“Product Management in Practice” by Matt LeMay, 2nd edition

product management book

This book was a recommendation from an AutoScout24 colleague, who attended the Mind the Product conference in 2022 in Hamburg. It has a fair amount of high-level general advice, like that “best practices” bring the false promise of fairy-tale results (p.104), talking to your users is a skill that takes time and makes you a better Product Manager [PM] (p. 89) and that every decision is a trade-off (p. 184). On the other hand, it gives a great overview of the PM CORE – communication, organization, research and execution – competences (p.17), clarifies the meaning of fancy words like product strategy (p.161) and is full of great communication (p.105) and work-from-home tips (p.202). “Product Management in Practice: A Practical, Tactical Guide For Your Fist Day and Every Day After” is a nice read that for sure is worth your time and money.

What was great

You get plenty of real-life examples from other PMs in different industries and career stages. In addition, you can find many articles, videos, newsletters directly cited within this book and even a further reading list (p. 251)

Every chapter of the book is independent and includes a summary with the quick advise at the end. That is, you can jump to specific topics that you are most interested about.

I would personally recommend checking out following chapters:

  1. The Art of Egregious Overcommunication
  2. The CORE skills of Product Management
  3. Vision, Mission, Objectives, Strategy, and Other Fancy Words
  4. “Data, Take the Wheel!”
  5. Try this at Home: The Trials and Tribulations of Remote Work In each one of them I found something that I did not know and found useful.

For example, using “Disagree and Commit” approach (p. 105) has already saved me a lot of time at work. I use it both in meetings as well as in email conversations. This approach is rather simple but powerful: instead of misinterpreting silence or a generic “looks fine” for a commitment, ask each stakeholder for an affirmative commitment.

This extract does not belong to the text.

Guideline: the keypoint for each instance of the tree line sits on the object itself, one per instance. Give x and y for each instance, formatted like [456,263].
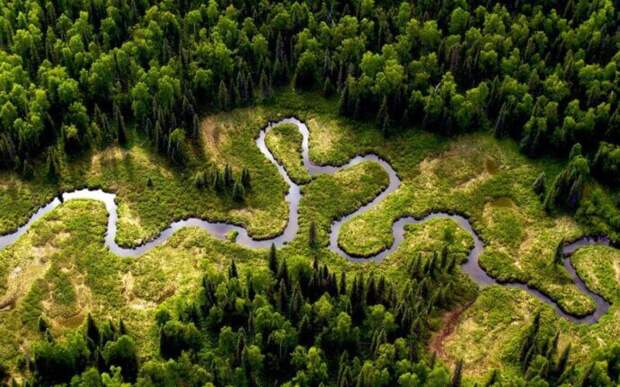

In practice that can be rather uncomfortable – you have to ask each participant of the call one by one to commit on a decision to deliver implementation estimates by [date], or you have to add lines like these in the email to your VP of Product or Team Leads:

Please review and confirm if you’re committed to the proposed approach? If I won’t hear back from you by [date], I would assume that you have questions / concerns with the approach and reach out to you one more time.

At the same time you spot objections and problems early and start fixing them faster.

Conclusion

“Product Management in Practice” by Matt LeMay is a great addition to your PM bookshelf and actually helps you directly at work. While there are some general advice which you’ve likely heard before, author managed to add plenty of useful tips that will save you time and nerves.